When the study ended, the researchers reported their controversial findings: Although the men in the frequent screening group survived longer with cancer, there was no difference in the number of deaths from cancer between the two groups.
These findings came as a complete surprise when they were published in the early '80s, William C. Black, MD, tells WebMD. Black, a professor of radiology at Dartmouth-Hitchcock Medical Center in Lebanon, N.H., wrote an editorial accompanying the study. Since X-rays can pick up very small cancers, people had estimated that intense screening would reduce lung cancer deaths by 50%, he says.
But as it turns out, even though the screening did detect more cancers, and at a much earlier stage, and "patients did seem to be living longer from the time of their diagnosis, there was no difference in the number of deaths caused by lung cancer in the two groups," says Black. "It was a paradox."
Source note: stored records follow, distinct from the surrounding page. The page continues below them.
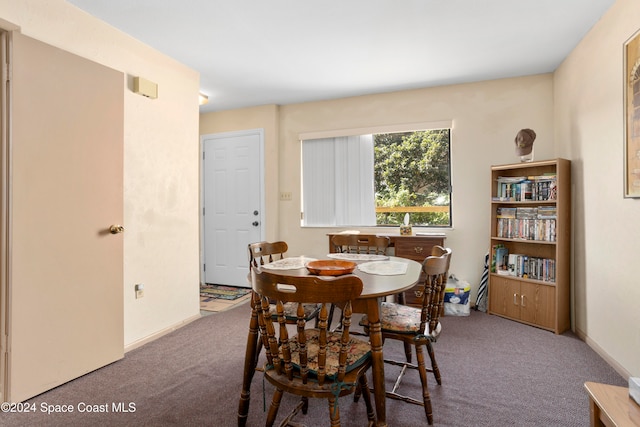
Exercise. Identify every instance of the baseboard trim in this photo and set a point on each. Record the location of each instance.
(607, 358)
(160, 333)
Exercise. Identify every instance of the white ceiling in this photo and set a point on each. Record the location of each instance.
(256, 52)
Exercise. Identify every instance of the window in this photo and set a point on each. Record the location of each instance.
(375, 179)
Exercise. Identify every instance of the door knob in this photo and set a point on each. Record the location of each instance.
(115, 229)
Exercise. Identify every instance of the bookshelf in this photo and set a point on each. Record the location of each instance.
(529, 275)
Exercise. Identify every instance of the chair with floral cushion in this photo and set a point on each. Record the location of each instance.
(261, 253)
(312, 362)
(435, 251)
(418, 327)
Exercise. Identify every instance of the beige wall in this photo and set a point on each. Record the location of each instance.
(486, 117)
(160, 162)
(590, 130)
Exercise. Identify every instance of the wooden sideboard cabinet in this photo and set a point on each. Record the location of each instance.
(412, 247)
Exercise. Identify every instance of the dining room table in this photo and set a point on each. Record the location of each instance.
(381, 276)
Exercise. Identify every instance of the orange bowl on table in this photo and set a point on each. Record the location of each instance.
(330, 267)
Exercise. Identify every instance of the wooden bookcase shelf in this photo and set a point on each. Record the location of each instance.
(539, 297)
The unexpected outcome led to a host of criticisms of the trial, with fingers pointing to the study design, the methods used, and the analysis. Critics argued that the researchers hadn't followed the men for long enough to see a benefit. Now, says Black, this very long-term follow-up of that study goes a long way toward clearing up the confusion.
By consulting the National Death Index, the team was able to assess the time and cause of death for more than 6,500 of the study participants. Even 20 years after the study, there was still "no significant decrease in lung cancer death with intense screening," says Black.